人間をやさしく抱きしめることができる。皮膚感覚を持つロボットが開発される(ドイツ研究) (2/3ページ)

・人間の神経的な処理を模倣
ポイントは、データの数値が変化したときのみ情報を伝えることだ。これは人間の神経系のやり方にも似ている。
たとえば、あなたが今、帽子をかぶったとしよう。するとその瞬間かぶったという感覚を感じるだろうが、すぐに慣れて何も感じなくなってしまう。
だが、それでいい。帽子が風で吹き飛ばされでもしないかぎり、常に帽子を感じている必要はないだろう。
こうすることで人間の神経系は、体を動かして対応しなければならないような新しい感覚だけに集中することができる。

・皮膚感覚を身に着けたロボット
チェン教授は、こうして開発されたセルを人間と同じ大きさのロボットの全身に貼り付けた。

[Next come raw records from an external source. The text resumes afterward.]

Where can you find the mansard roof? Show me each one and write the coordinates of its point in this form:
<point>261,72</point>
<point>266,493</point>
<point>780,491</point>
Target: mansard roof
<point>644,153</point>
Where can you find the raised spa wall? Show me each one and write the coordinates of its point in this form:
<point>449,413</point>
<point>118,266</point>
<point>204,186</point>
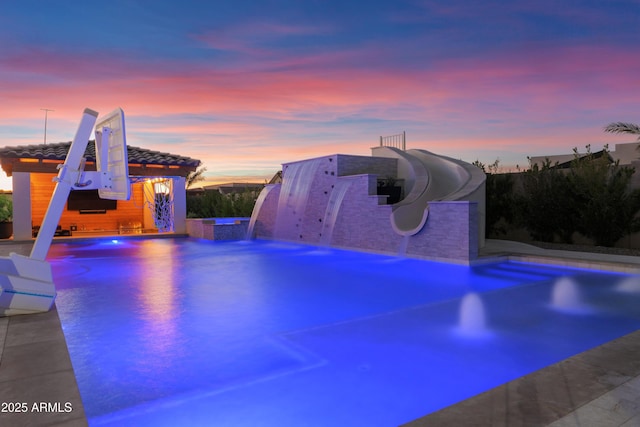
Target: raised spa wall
<point>217,229</point>
<point>333,201</point>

「H-1」と呼ばれるロボットは、胴体や手足、さらには足の裏にまで合計1260個のセルを持ち、そこに搭載されるセンサーは1万3000個を超える。
それだけのセンサーを備えながら、外部のコンピューターに頼ることなく「皮膚感覚」が再現されている。
おかげで、たとえば床がでこぼこしていても、それを足の裏で感じて一本足だけでバランスを取るといった芸当が可能になっている。